- Microscopic cracks are found in six control rod tunnels at a reactor
- The unit will be offline for an extra 47 days, a nuclear regulator says
- It comes just days after two other reactors were shut down over a parts scandal
- A nuclear expert says he is "very concerned" about the risk of winter power shortages
Tiny cracks have been found in tunnels at a nuclear plant in South Korea, increasing concerns about nuclear safety in the country following a recent scandal involving the use of unverified parts.
The reactor where the cracks were found will remain offline for weeks as regulators investigate the problem, putting extra strain on South Korea's already stretched power supply going into the winter months.
The utility Korean Hydro & Nuclear Power Co. (KHNP) said it detected microscopic cracks in six control rod tunnels at Unit 3 of its Yonggwang nuclear plant in the southwest of the country. Control rods are used to regulate the speed of nuclear reactions taking place inside reactors.

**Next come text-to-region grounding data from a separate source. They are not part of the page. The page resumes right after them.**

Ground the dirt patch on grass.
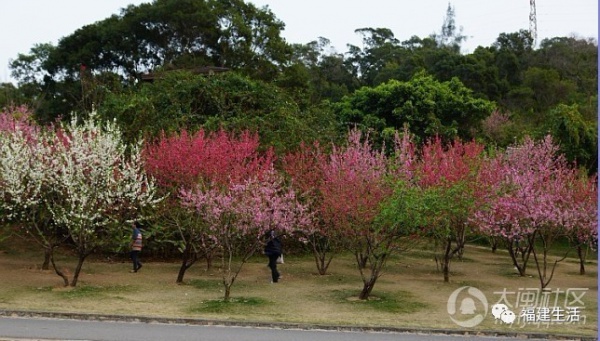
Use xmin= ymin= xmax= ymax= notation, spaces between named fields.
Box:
xmin=0 ymin=237 xmax=596 ymax=337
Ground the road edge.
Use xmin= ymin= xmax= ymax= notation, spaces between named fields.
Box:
xmin=0 ymin=309 xmax=595 ymax=341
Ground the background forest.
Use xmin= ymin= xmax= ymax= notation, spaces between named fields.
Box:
xmin=1 ymin=0 xmax=597 ymax=169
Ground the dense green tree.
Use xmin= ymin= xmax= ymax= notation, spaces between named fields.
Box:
xmin=542 ymin=104 xmax=597 ymax=172
xmin=10 ymin=0 xmax=292 ymax=123
xmin=6 ymin=0 xmax=597 ymax=162
xmin=535 ymin=37 xmax=598 ymax=99
xmin=346 ymin=27 xmax=402 ymax=86
xmin=43 ymin=0 xmax=290 ymax=82
xmin=492 ymin=30 xmax=534 ymax=88
xmin=459 ymin=47 xmax=503 ymax=99
xmin=0 ymin=83 xmax=28 ymax=109
xmin=99 ymin=71 xmax=337 ymax=153
xmin=279 ymin=38 xmax=358 ymax=107
xmin=334 ymin=72 xmax=495 ymax=145
xmin=521 ymin=67 xmax=577 ymax=113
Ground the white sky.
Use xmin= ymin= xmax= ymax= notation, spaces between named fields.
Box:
xmin=1 ymin=0 xmax=597 ymax=84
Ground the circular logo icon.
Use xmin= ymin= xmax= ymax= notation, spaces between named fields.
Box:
xmin=447 ymin=286 xmax=488 ymax=328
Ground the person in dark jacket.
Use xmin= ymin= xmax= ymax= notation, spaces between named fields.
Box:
xmin=263 ymin=230 xmax=282 ymax=283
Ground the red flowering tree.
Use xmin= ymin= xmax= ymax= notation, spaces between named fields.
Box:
xmin=565 ymin=173 xmax=597 ymax=275
xmin=319 ymin=129 xmax=401 ymax=300
xmin=142 ymin=129 xmax=275 ymax=283
xmin=473 ymin=138 xmax=551 ymax=278
xmin=282 ymin=141 xmax=336 ymax=275
xmin=402 ymin=137 xmax=485 ymax=283
xmin=180 ymin=170 xmax=312 ymax=301
xmin=144 ymin=129 xmax=274 ymax=190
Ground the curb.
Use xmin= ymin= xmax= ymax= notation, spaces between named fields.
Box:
xmin=0 ymin=310 xmax=595 ymax=341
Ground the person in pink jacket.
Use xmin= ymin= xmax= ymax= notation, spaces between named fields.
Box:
xmin=130 ymin=222 xmax=143 ymax=273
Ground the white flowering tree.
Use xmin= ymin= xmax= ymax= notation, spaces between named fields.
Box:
xmin=0 ymin=110 xmax=63 ymax=270
xmin=44 ymin=114 xmax=162 ymax=286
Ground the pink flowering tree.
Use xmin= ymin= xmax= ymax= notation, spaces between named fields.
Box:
xmin=0 ymin=105 xmax=39 ymax=137
xmin=472 ymin=138 xmax=551 ymax=278
xmin=319 ymin=129 xmax=404 ymax=300
xmin=472 ymin=136 xmax=582 ymax=288
xmin=143 ymin=129 xmax=275 ymax=282
xmin=180 ymin=170 xmax=312 ymax=301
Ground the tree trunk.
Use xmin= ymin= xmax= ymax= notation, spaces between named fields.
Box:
xmin=507 ymin=243 xmax=526 ymax=276
xmin=358 ymin=277 xmax=376 ymax=300
xmin=176 ymin=244 xmax=197 ymax=283
xmin=577 ymin=245 xmax=586 ymax=275
xmin=505 ymin=237 xmax=532 ymax=277
xmin=443 ymin=261 xmax=450 ymax=282
xmin=176 ymin=259 xmax=189 ymax=284
xmin=443 ymin=237 xmax=452 ymax=283
xmin=356 ymin=251 xmax=386 ymax=300
xmin=532 ymin=232 xmax=567 ymax=290
xmin=205 ymin=253 xmax=213 ymax=271
xmin=50 ymin=253 xmax=68 ymax=287
xmin=456 ymin=229 xmax=466 ymax=261
xmin=70 ymin=254 xmax=87 ymax=287
xmin=358 ymin=254 xmax=368 ymax=269
xmin=223 ymin=285 xmax=231 ymax=302
xmin=313 ymin=248 xmax=333 ymax=276
xmin=489 ymin=236 xmax=498 ymax=253
xmin=42 ymin=246 xmax=51 ymax=270
xmin=311 ymin=234 xmax=333 ymax=275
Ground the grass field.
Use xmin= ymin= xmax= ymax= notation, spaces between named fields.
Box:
xmin=0 ymin=235 xmax=597 ymax=338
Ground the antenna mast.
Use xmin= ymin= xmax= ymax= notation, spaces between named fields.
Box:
xmin=529 ymin=0 xmax=538 ymax=45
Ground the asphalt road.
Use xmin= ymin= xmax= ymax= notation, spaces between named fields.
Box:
xmin=0 ymin=317 xmax=554 ymax=341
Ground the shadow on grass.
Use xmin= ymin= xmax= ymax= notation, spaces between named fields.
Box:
xmin=189 ymin=297 xmax=269 ymax=313
xmin=331 ymin=289 xmax=428 ymax=314
xmin=39 ymin=285 xmax=138 ymax=299
xmin=187 ymin=278 xmax=222 ymax=290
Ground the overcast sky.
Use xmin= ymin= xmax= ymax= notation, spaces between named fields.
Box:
xmin=1 ymin=0 xmax=597 ymax=83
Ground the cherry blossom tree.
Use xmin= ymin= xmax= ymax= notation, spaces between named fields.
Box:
xmin=472 ymin=136 xmax=583 ymax=288
xmin=565 ymin=173 xmax=597 ymax=275
xmin=0 ymin=105 xmax=39 ymax=137
xmin=386 ymin=136 xmax=484 ymax=283
xmin=472 ymin=150 xmax=537 ymax=276
xmin=45 ymin=114 xmax=162 ymax=286
xmin=319 ymin=129 xmax=403 ymax=300
xmin=143 ymin=129 xmax=275 ymax=283
xmin=180 ymin=170 xmax=311 ymax=301
xmin=282 ymin=141 xmax=336 ymax=275
xmin=0 ymin=106 xmax=60 ymax=270
xmin=143 ymin=129 xmax=274 ymax=190
xmin=1 ymin=112 xmax=162 ymax=286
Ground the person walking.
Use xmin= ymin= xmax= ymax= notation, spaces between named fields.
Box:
xmin=130 ymin=222 xmax=143 ymax=273
xmin=264 ymin=230 xmax=282 ymax=283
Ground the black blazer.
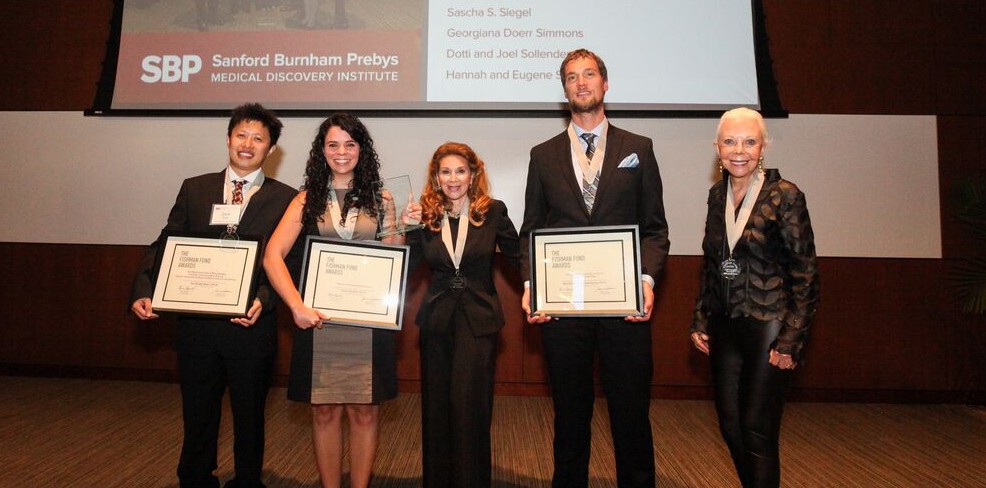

"The cracks are not serious and there is no risk of radiation leakage," said Jang Yong-jin, head of the mechanics department at KHNP.
The problem was discovered while the reactor was switched off for a regular 36-day maintenance period. But it will now stay out of service for a further 47 days as inspectors seek to determine the cause of the cracks, the South Korean Nuclear Safety and Security Commission said.
That deprives the national power grid of another source after operations were halted this month at two other reactors at the same complex to replace thousands of parts that were supplied with forged quality certificates.
Authorities warned at the time that halting those two reactors, Units 5 and 6, may result in "an unprecedented level" of strain on the nation's power supply. They account for about 5% of South Korea's total supply, according to the government.
Now, the situation appears even bleaker.
"Winter here is brutal, and I am now very concerned that the unexpected shutdowns of three nuclear units will cause power shortages," said Huh Kyun-young, a nuclear engineering professor at Kyung Hee University.
Experts have been warning about insufficient power supplies in South Korea for years, according to Huh.
"I just bought an oil heater because I have kids in my home," he said.
It remains unclear how much power supply will be affected by the extended shutdown of Unit 3, said Jang of KHNP.
"Relevant departments are mapping contingency plans," he said.
The cracks themselves are not a serious issue and have been found at reactors in such other countries as the United States and Japan, said Jae Moo-sung, a professor in the nuclear engineering department of Hanyang University.
But Jae warned that the news could hurt South Korea's efforts to export its nuclear power technology to other countries.
The problems at the South Korean reactors come amid increased scrutiny of nuclear power worldwide following the crisis at the Fukushima Daiichi nuclear plant in Japan during the aftermath of the earthquake and tsunami that hit the country in March 2011.